Composer Yashwant Deo gets Lata Mangeshkar Award
Yashwant Deo, 85, watches the city’s hectic pace from the balcony of his first-floor flat on Dadar’s Veer Savarkar Road with a peaceful acceptance of changing times. Prachi Pinglay reports.Updated: Sep 26, 2011 01:04 IST
Yashwant Deo, 85, watches the city’s hectic pace from the balcony of his first-floor flat on Dadar’s Veer Savarkar Road with a peaceful acceptance of changing times.
It is with the same calm that the Marathi composer accepted the Lata Mangeshkar Award.

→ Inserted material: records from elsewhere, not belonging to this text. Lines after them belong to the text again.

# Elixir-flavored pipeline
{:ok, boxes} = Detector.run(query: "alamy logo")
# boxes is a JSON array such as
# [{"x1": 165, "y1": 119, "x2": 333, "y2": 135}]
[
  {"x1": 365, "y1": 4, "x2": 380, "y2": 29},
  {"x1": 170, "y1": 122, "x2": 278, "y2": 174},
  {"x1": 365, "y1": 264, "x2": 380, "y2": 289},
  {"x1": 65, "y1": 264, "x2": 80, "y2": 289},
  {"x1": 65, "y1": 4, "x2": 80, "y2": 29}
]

He will receive the award from the state cultural department on September 28.
“Of course I am happy, but I don’t worry about debates like it should have come earlier,” said Deo. “Existence has a timetable and things happen only according to it,” he said, adding that his wife’s death in June, just before the award was announced, was predestined.
Deo learned music from his father, spending his early years in Pen and Nagpur before settling in Dadar. A physics graduate, he joined All India Radio as a sitar player where his job also involved checking if poems or songs were music worthy.
“That is where I started to learn (music) seriously, as I had to give reasons for rejecting songs and poems. Often, I would present a better alternative and silence the complainant,” he chuckled.
Deo got married again in 1983 to Karuna, a noted radio announcer, and took sanyas a year later. “People criticised and ridiculed me but my wife stood by me,” said the Osho Rajnish follower.
Deo is known for his compositions in Bhav Geet, a semi-classical form where poems are composed to music. He has composed music for more than 40 Marathi plays and films, including Saaz, which was loosely based on the lives of sisters Lata Mangeshkar and Asha Bhosale.
When asked to compare the sisters, he said that each was unique.
“Ashabai has handled a wider range of songs than Latabai. But they never tried to do what the other is doing.”
“Today, you see everyone rushing with a cell phone glued to their ears. Each one has so many tasks that everything is completed almost breathlessly. That same dhad dhad (chaos) is reflected in music and liked by the people as they identify with it. That is neither good for music nor the psychological health of a person.”
Deo is currently working on a song for a Marathi film. “When the producers approached me, I said, instead of me approving the film, you decide if your people will still accept me.” The film will be released next year.